保育士時代はさらにひどく、すべての職員が1日2時間以上のサービス残業をしていました。それでも仕事は終わらず、家に持ち帰って仕事をすることも多くありました。また、規定されている1時間の休憩時間を満足に取れたことはなく、その休憩中も多くの保育士が働いていました。

これらのことは福祉業界で働いている人からしたら、当たり前の光景です。しかも福祉業の労働環境は改善されるどころか人手不足が進んでいます。各職員の持つ仕事量が増えると、サービス残業が増える。すると、対応ができなくて退職する人が増え、さらに人手不足が進み仕事がきつくなる……。この負のサイクルが多くの福祉施設で起こっています。

僕が今まで働いた施設でも、1年の間に複数人は体調不良が原因で退職しています。はっきりいって、僕が見てきた福祉関係の仕事においては「正社員=安定」という構図はどこにもありません。多くの職員が忙しい日々に疲弊して、体も心もボロボロになっていました。

責任の重さに見合わない待遇


福祉業は人の命を預かる仕事で、その責任の重さは他の仕事と比べてレベルが違います。

その気になれば人の命を簡単に奪うこともできてしまうし、ひとつひとつの行動がその人の命に直結します。

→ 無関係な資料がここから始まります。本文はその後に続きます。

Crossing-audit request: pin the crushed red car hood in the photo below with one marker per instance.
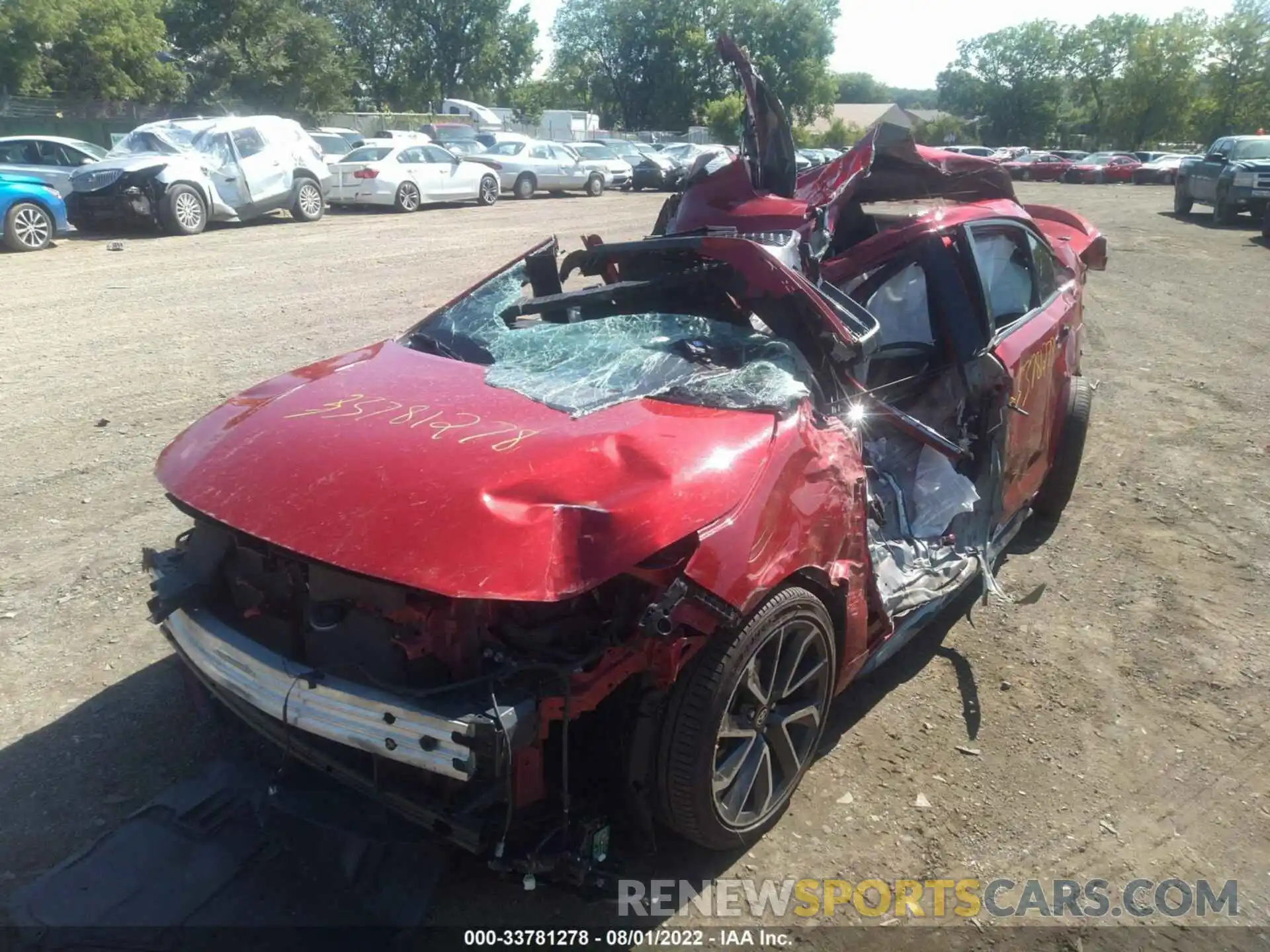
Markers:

介護職や保育士のような福祉の仕事に携わる人がいないと、この国は崩壊します。

【画像】在宅介護での介護疲れで、虐待や殺人も実際に起こっています


子どもを産んで育てるにも、保育所が足りなかったら、母親は仕事復帰することができません。

親の介護が必要になった場合も、介護施設が足りなかったら、仕事を辞めて在宅介護をしないといけなくなります。

すると困窮する家庭が増え、挙げ句の果てには児童虐待や介護虐待などの事件にもつながりかねません。

実際に、介護施設に入れることができずに在宅介護を余儀なくされて、虐待に至ったケースも多く、介護疲れの末に殺人に至ってしまった報道も数多くありました。

2019年11月福井県敦賀市で71歳の女性が、夫と義理の両親の3人を殺害した事件がありました。

被害者の3人は介護が必要な状態で、たったひとりでの介護に心労がたまり、殺害に至ってしまったという痛ましい事件でした。この家族が施設入所をしなかった理由はわかりませんが、在宅介護による介護疲れの末に、虐待や殺人に至ってしまうというケースは、非常に多いのです。

福祉の仕事は、多くの国民の生活を守り、治安を維持する役割があります。

そんな仕事の給料の多くが「手取り15万円」というのは、利用者の命も軽く見られていると思いますし、国や施設の危機意識が低いと、感じざるを得ません。